I rarely overlook the death of an artist, not out of morbid curiosity, but to examine what the astrological correlations are. Plus, I felt his death contains a message. When Beardsley died in Menton on March 16th in 1898, Pluto/Neptune in Gemini opposed his Mars/Uranus in Sagittarius. That is quite potent enough to trigger a farewell to life, but just to add n the locational map for Beardsley Mars/Uranus are close to Menton, near Nice, in Nice, south of France. The Pluto line divides up the whole of France and crosses his Saturn line just north east of London. The North Node also was conjoining his Ascendant in Capricorn and thus South Node on the descendant in Canvcer hinting at karmic pasts- he had completed his task on Earth.
So why is that Mark Gatss has put together an assessment of Aubrey Beardsley called Beauty and Scandal? No surprises really as they are both lovers of the grotesque. Who can forget the bizarre League of Gentlemen TV series which was as dark as humour ever gets? Beardsley said“I have one aim – the grotesque. If I am not grotesque, I am nothing.” He claimed that is exactly how he saw people so for him that was realism. Gatiss has also made several documentaries on the history of Horror films, all worth a look as he is something of a connoisseur of the twisted and macabre. His muse asteroid Melpomene, muse of tragedy, resides in Scorpio conjunct this Mercury- so he goes happily into darker territory than most. His Jupiter conjuncts Beardsley’s Mars Uranus in Leo. So I see this as allowing him to be the promoter, expanding Beardsley’s reputation even more.
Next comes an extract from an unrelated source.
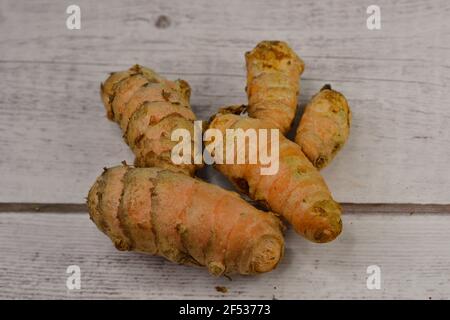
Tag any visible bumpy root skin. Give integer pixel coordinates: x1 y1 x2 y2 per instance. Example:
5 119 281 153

So again Beardsley is spiralling back to us now for several reasons: the Saturn Return emphasis on his Ascendant at the Pluto/Saturn point, that he was an Illustrator’s illustrator; his death is a reminder, lest we forget, that some diseases are even deadlier than Covid; and the very Venus-in-Gemini emphasis that art exhibitions have have to go online and the guest book is now an interactive chatroom. But all this is not to forget the sheer skill, technique and artistry of a young upstart from Brighton who had the nerve to challenge Oscar Wilde- and that can be celebrated while we are still at home obsessed by images on screens.